I got to do the CBC first this time, instead of having to listen to the CRR first. I liked that better, but then it was really boring sitting and waiting for the CRR to finish. I don't like that I have to send a SASE with my flash drive. I think I pay enough for the test that they could send it back to me for free.

Failing the CBC sucks. It's such a huge disappointment, especially when you know there's no reason you shouldn't have passed it. I might try watching the screen next time. I thought it would throw me off, and I would get freaked out when I saw mistakes, but it's really weird not watching it. Maybe if I had the usual distraction of reading as I write, my mind wouldn't be so free to freak out. I'll try it out when I start practicing in October and see how it goes.

I'd kind of like to sit for the state court reporter exam, just so I have some kind of certification.

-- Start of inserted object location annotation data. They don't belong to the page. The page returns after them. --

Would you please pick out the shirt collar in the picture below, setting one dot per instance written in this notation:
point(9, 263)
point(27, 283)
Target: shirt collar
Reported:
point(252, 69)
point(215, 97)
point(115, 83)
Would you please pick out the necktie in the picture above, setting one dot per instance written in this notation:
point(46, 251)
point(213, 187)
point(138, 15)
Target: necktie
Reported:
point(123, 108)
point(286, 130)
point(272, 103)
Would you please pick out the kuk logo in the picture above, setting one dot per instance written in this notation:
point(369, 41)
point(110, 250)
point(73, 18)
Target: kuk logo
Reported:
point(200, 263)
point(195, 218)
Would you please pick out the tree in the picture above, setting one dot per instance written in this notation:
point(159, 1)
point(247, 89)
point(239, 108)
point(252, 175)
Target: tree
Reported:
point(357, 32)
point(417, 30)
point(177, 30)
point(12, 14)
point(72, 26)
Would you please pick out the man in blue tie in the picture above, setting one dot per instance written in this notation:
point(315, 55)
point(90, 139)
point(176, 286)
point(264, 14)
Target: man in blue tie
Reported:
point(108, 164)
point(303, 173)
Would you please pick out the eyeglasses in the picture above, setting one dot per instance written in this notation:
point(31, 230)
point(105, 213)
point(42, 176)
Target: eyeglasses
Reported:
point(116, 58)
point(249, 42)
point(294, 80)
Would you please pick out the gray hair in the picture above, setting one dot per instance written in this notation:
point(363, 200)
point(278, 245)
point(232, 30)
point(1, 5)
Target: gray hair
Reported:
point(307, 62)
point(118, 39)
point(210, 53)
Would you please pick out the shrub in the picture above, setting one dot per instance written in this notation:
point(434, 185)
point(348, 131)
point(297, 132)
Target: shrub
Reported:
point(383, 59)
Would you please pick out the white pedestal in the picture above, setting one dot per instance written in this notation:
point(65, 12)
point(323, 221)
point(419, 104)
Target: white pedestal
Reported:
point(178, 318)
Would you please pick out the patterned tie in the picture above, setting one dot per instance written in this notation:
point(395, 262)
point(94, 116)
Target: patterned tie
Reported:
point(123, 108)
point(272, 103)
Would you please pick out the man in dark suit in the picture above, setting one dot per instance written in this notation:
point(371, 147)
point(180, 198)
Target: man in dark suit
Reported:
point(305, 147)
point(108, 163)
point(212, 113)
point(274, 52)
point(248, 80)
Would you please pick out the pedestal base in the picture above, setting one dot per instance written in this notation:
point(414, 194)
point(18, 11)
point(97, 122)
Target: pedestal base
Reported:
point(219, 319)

It's two 7-minute QA takes at 200 wpm. You transcribe whichever one you want, and they grade a random 5-minute part of it. It's so totally different from captioning/CART, though, and I don't have any practice material. I hate RTC. The material is so dense. Even at 180 wpm it takes me like 6 times to get 96% on a take. I want some nice, normal stuff to practice. It's also hard to rationalize sitting for, because it's in October, and the CBC is in November. I know I can pass the CBC, so it's hard to take the CR exam when I'm just about to, theoretically, pass the CBC.